Selina Catherine Stow (1870-18 August 1956) was a British botanist and the first female President of the Lincolnshire Naturalists' Union.

==Biography==
Stow was born in Much Wenlock, Shropshire. Her father, T. Stow, was a naturalist. Her primary interest was in botany and she regularly undertook fieldwork recording plants. In 1903 she recorded the grass Vulpia unilateralis as new Britain. She worked with fellow botanists W.W. Mason, A. Bennet, J. Britten, W.H. Beeby, F.A. Lees, and Canon Fowler in contributing to the first Checklist of Lincolnshire Plants, published in 1909 by E. A. Woodruffe-Peacock.

In 1914 she was elected as the first female President of the Lincolnshire Naturalists' Union; The Rev.

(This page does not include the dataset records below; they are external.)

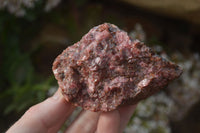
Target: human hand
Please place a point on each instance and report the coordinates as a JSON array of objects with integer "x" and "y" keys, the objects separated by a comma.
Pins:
[{"x": 49, "y": 116}]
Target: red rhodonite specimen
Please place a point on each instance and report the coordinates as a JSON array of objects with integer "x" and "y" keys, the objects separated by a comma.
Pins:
[{"x": 106, "y": 69}]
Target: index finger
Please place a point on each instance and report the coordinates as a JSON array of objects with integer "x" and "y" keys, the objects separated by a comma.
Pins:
[{"x": 46, "y": 116}]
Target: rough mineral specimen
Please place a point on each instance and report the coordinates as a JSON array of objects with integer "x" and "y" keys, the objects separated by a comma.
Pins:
[{"x": 105, "y": 69}]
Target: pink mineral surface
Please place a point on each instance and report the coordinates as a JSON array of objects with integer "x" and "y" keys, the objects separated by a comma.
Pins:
[{"x": 106, "y": 69}]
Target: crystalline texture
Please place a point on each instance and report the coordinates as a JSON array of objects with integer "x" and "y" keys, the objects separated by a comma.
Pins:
[{"x": 105, "y": 69}]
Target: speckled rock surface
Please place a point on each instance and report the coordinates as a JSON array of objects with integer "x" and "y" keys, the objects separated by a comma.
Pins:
[{"x": 105, "y": 69}]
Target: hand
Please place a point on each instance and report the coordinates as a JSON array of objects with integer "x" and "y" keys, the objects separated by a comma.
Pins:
[{"x": 49, "y": 116}]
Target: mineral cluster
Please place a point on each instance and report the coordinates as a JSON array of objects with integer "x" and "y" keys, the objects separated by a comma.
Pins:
[{"x": 106, "y": 69}]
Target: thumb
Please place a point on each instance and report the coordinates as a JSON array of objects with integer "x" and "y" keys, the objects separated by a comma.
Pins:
[{"x": 47, "y": 116}]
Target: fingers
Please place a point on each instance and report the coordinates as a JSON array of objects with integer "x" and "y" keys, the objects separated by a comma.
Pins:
[
  {"x": 47, "y": 116},
  {"x": 125, "y": 114},
  {"x": 86, "y": 122},
  {"x": 109, "y": 122}
]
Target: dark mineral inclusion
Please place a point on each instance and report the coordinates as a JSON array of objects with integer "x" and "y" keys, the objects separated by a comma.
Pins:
[{"x": 105, "y": 69}]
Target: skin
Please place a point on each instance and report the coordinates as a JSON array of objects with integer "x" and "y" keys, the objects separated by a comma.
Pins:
[{"x": 49, "y": 116}]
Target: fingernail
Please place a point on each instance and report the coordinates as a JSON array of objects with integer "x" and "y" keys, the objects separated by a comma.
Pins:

Adrian Woodruffe-Peacock, a fellow naturalist, wrote a biography of Catherine Stow's presidency in 1919 and noted that she was probably the first female President of any society of naturalists in Britain. Her Presidential address was on the subject of plant galls.

After the outbreak of the First World War, Stow served with the Voluntary Aid Detachment providing nursing care at Grantham.

==Publications==
- Stow, C.S. 1913. "Lincolnshire Galled Plants", Transactions of the Lincolnshire Naturalist's Union for 1912-1915, 32–33.
- Stow, C.S. 1915. "Presidential Address to the Lincolnshire Naturalists' Union for 1914", Transactions of the Lincolnshire Naturalist's Union for 1912-1915, 153–164.